After this introduction, the movement jumpstarts with pulsating rhythms,
driving the movement into distant keys. The central Trio section, animated by
strings in counterpoint with wind melodies, is in the remote key of F-sharp
major (almost as distant from
the opening as functional harmony allows) before returning to the propulsive
opening material.
After the second movement savagely beats its rhythm into near-oblivion, we are
given the elegiac third. Unlike its model—the Adagio from Beethoven’s Ninth—this
movement is not a pastoral reprieve from more intense subjects; rather, it is
among the most heartrending works of Bruckner’s oeuvre, his own “Farewell to
Life.” It contains some of the most expressively dissonant music written to
that date. Fleeting, contrasting sections—bucolic and occasionally
ecclesiastical in tone—only seem to emphasize the searing return of the opening
material. Pushing the expressive potential of chromatic music to its limits,
the movement drives inexorably to an enormous climax, following which the coda
dissolves into an atmosphere of profound peace.
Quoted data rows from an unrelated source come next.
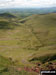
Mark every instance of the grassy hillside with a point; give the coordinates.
(32, 40)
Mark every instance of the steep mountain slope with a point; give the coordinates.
(32, 39)
(43, 27)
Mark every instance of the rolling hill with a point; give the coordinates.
(32, 40)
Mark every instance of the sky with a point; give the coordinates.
(27, 3)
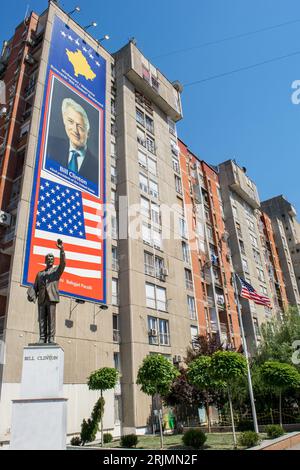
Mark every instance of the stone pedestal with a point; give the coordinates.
(39, 418)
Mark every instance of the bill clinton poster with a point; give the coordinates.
(69, 182)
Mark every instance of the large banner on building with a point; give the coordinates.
(68, 193)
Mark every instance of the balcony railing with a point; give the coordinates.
(4, 278)
(116, 336)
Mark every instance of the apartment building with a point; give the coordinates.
(206, 253)
(150, 305)
(243, 223)
(287, 237)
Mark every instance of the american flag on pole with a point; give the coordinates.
(248, 292)
(75, 217)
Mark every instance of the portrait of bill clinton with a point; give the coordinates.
(70, 146)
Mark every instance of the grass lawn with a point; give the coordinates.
(215, 441)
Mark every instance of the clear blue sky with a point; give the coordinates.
(249, 115)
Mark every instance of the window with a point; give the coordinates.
(164, 332)
(178, 185)
(264, 290)
(155, 213)
(194, 333)
(115, 262)
(172, 127)
(118, 408)
(175, 164)
(150, 144)
(156, 297)
(114, 227)
(260, 274)
(113, 174)
(152, 166)
(185, 252)
(117, 361)
(143, 181)
(245, 265)
(115, 292)
(153, 330)
(192, 307)
(257, 257)
(149, 124)
(188, 279)
(140, 117)
(153, 188)
(141, 137)
(153, 265)
(238, 228)
(182, 228)
(253, 240)
(256, 326)
(251, 225)
(145, 207)
(150, 296)
(142, 159)
(116, 329)
(242, 247)
(113, 149)
(113, 107)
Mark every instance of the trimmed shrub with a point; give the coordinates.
(194, 438)
(274, 430)
(249, 439)
(245, 425)
(130, 440)
(75, 441)
(107, 437)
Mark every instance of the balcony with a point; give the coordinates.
(241, 184)
(156, 88)
(116, 336)
(4, 280)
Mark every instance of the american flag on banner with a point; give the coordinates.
(248, 292)
(75, 217)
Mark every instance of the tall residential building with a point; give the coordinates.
(287, 237)
(151, 306)
(248, 251)
(276, 279)
(206, 253)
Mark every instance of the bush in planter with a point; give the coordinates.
(75, 441)
(245, 425)
(194, 438)
(130, 440)
(274, 430)
(107, 437)
(249, 439)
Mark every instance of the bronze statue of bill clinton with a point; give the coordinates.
(45, 289)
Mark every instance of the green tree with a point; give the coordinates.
(229, 367)
(280, 377)
(278, 337)
(155, 376)
(102, 379)
(200, 374)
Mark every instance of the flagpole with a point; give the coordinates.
(246, 356)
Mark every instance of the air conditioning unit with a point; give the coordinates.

All of this leads us to the newly completed Finale. Bruckner, in failing health
and well aware that the work would be his last, wanted to infuse its conclusion
not only with what came before, but also with the intense spirituality that
filled his life. The Finale is in the composer’s customary sonata form, which
has three (rather than two) theme groups. An enigmatic introduction builds into
a massive statement of the Finale’s principal theme,
followed
by a second or subsidiary theme group that uses much of the same motivic
material quietly and in unison, as if completely hollowed out. All of this
music is dominated by a persistent dotted
rhythm that only breaks its hold as Bruckner introduces a glorious brass
chorale, a theme he prefigures in the Adagio.
This
leads to a quotation, in the flute, from his own Te Deum—an earlier work for chorus and orchestra composed and
dedicated “to God in gratitude for having safely brought me through so much
anguish in Vienna.” The further course of the movement reveals that the angst
that pervades the first three movements and much of the fourth
was
intended to be set in relief against a triumphant resolution, as the orchestra
joins together, after so much rumination, for Bruckner’s concluding
“Hallelujah,” a grand climax in—what else?—D major.